The Kemper Scholars Program selects its students from liberal arts colleges for many reasons. A primary one is that the James S. Kemper Foundation’s founder, insurance magnate James Scott Kemper, believed graduates who made the best employees knew something about a lot of things and a lot about something. Because they know about a lot of things, they can see new and creative possibilities and are not stuck in a narrow rut of what they learned in their major. They are curious enough to follow up on such ideas and have the tools to do the research and thinking about them. As Mr. Kemper once put it, “I don’t want employees who have all the answers; I want employees who know which questions to ask.”

The curricula of most liberal arts colleges are built upon a broad-based general education (a lot of things) and a major (something in depth). Sometimes even students in liberal arts colleges don’t get it. Some seek to get the general education out of the way so they can concentrate on “what I like and am good at.” Others choose multiple majors because they think it will make them more marketable. What that does is severely limit their breadth of choice in courses. People looking at resumes care what you have done and can do, not whether you have three majors.

Warren Buffett is well-known as a wise investor and successful person, not least because he has earned billions of dollars by making good choices. In the late 1990s, Buffett’s investment company was criticized for not investing in technology firms. In Berkshire’s 1999 letter to shareholders Buffett wrote: “If we have a strength, it is in recognizing when we are operating well within our circle of competence and when we are approaching the perimeter. Predicting the long-term economics of companies that operate in fast-changing industries is simply far beyond our perimeter.”

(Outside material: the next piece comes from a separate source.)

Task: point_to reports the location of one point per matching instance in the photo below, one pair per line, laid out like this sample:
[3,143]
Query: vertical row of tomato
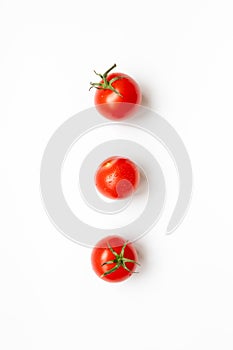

I think this comment suggests excellent advice for students in liberal arts colleges. It possesses three important kernels of wisdom:

  1. Try to be an expert at something. In most cases the subject won’t matter; the experience of prolonged and in depth study brings great value to the learner.
  2. Keep expanding the circle of your expertise. Branch out into new fields, especially if you think you are not good at them. Avoiding those will doom you to a very small circle of competence.
  3. Practice intellectual humility: know what you do not know. Socrates’ idea that the wisest person is the one who realizes how much he or she does not know remains as valuable and true as it was nearly 2,500 years ago. Intellectual humility helps us recognize that we do have limits to our competence, and it can help us avoid some very big mistakes.